Army joined her tears with Mary’s and wreathed their cries into agonizing harmony. She wept for her companion, for the pain no parent should suffer, and for the foolishness of children.
And then it stopped. The light outside hadn’t much changed and from her place on the floor, she could still see the angled tip of the envelope.
She reached out a tremulous hand and seized the string of draping twine. Army read and reread and read again.
They’re going to execute him. Please tell me what to do, Army.
She got up and saw Boaz sitting there, whimpering.
“Good boy.” She scratched the inside of his ear with an arthritic knuckle.
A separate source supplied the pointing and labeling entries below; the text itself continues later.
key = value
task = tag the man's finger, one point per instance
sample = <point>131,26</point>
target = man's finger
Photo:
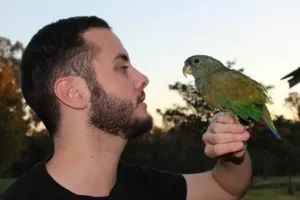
<point>227,128</point>
<point>225,138</point>
<point>217,150</point>
<point>225,119</point>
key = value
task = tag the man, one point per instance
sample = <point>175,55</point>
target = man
<point>77,76</point>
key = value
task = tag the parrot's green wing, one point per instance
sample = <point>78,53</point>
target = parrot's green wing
<point>237,93</point>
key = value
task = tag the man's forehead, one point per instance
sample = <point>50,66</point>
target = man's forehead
<point>106,40</point>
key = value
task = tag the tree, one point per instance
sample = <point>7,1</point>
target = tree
<point>14,120</point>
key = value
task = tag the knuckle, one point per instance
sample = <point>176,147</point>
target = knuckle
<point>213,128</point>
<point>216,150</point>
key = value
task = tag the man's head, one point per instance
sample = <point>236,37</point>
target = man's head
<point>79,66</point>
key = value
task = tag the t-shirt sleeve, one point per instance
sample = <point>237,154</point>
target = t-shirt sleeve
<point>166,185</point>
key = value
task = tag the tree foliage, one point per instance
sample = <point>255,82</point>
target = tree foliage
<point>14,121</point>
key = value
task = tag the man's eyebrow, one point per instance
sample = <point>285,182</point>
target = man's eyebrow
<point>122,56</point>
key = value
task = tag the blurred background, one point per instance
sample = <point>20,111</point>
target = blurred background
<point>259,38</point>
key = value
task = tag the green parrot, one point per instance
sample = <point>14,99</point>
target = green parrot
<point>230,91</point>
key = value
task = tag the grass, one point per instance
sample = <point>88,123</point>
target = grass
<point>4,183</point>
<point>275,190</point>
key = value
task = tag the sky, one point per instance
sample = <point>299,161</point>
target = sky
<point>262,36</point>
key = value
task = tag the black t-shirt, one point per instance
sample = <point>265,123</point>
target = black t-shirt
<point>133,183</point>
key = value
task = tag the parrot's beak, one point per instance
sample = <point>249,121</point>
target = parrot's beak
<point>187,69</point>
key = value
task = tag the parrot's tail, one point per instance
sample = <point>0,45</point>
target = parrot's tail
<point>269,124</point>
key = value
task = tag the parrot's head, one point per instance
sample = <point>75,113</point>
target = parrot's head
<point>200,65</point>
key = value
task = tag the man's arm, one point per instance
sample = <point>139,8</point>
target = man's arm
<point>230,178</point>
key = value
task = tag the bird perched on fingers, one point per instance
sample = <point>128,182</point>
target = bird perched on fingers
<point>231,91</point>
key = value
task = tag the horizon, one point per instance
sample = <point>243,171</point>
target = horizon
<point>263,37</point>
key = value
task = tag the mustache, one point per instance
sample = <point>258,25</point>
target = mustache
<point>141,97</point>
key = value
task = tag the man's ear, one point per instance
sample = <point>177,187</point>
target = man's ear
<point>70,91</point>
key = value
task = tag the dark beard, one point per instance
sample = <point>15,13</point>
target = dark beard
<point>116,116</point>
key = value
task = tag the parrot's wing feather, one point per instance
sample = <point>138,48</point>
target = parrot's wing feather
<point>238,87</point>
<point>235,91</point>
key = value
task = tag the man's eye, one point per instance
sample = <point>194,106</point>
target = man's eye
<point>124,68</point>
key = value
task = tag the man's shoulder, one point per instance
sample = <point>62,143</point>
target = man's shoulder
<point>25,186</point>
<point>20,189</point>
<point>161,183</point>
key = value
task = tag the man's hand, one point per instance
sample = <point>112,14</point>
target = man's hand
<point>225,136</point>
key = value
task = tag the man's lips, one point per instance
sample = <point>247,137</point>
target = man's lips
<point>142,97</point>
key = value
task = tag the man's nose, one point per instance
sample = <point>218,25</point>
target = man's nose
<point>141,81</point>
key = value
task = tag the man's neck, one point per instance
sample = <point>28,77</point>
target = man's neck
<point>86,164</point>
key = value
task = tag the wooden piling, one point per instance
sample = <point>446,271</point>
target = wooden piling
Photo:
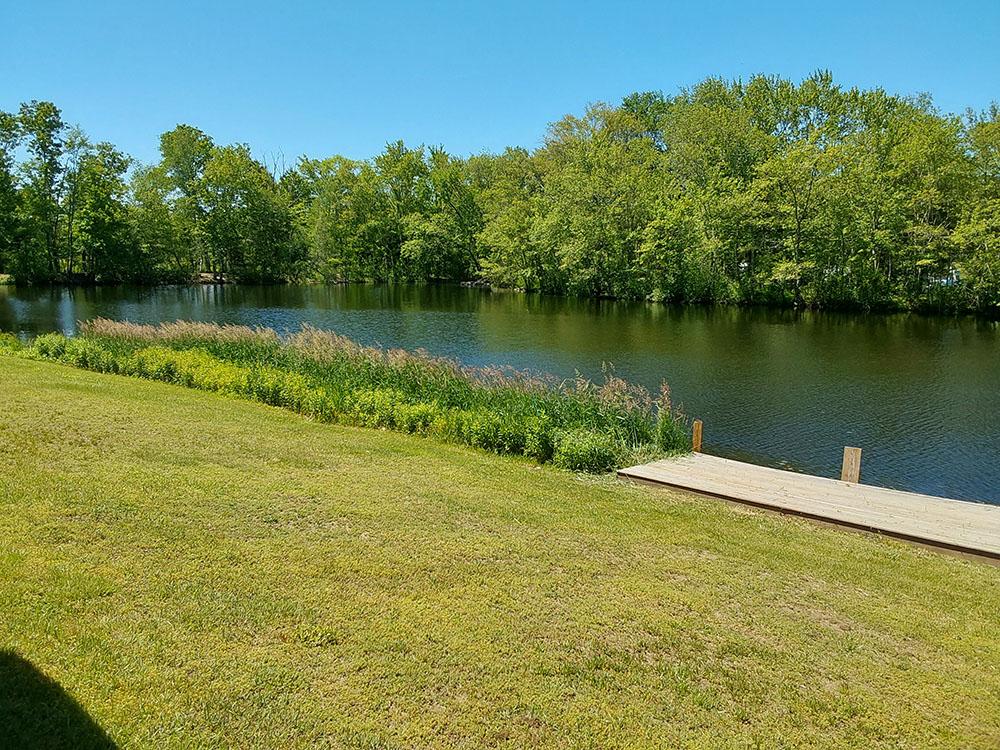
<point>851,471</point>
There, faithfulness. The fulcrum Army’s entire existence depended upon. It had done away with her husband, it had brought her boy to bloom, and it had inexplicably led her to Mary. She knew that Jesus was meant to be sacrificed but how could she in good conscience tell Mary that?
Certainly not as a mother and definitely not as her friend.
Army took her oat milk and banged it onto the writing desk, facing north. She pressed pen to paper too hard and caused black ink to burst. Her motions were emphatic, razored strokes. Army implored Mary to take her son and run, to fade into the nighttime wilderness. She reminded Mary of her third cousin, the bounty hunter from Armenia who’d helped locate Jesus when he was studying abroad in Nepal. The man was resourceful and useful - contact him! Tell Jesus to wed Magdalene and give you grandchildren and just drop all that nonsense about God.
He was her son and no one else’s.
If Army took even a moment to proof her rant, she’d trash it for fear of perdition, so she stuffed it into an envelope and let it be. Army’s oatmilk had grown tepid, undrinkable.
Ofik had been right: Armenoohi was a heretic.
No, nuts to that.
She was a mom.
Army dropped her letter in the nearest mailbox as she’d done so many times before, not with a stamp, but with a prayer. She hoped he would do the right thing and keep Mary’s heart intact, as any son should. But Army no longer had such faith.
She walked back home to Boaz under soft twilight.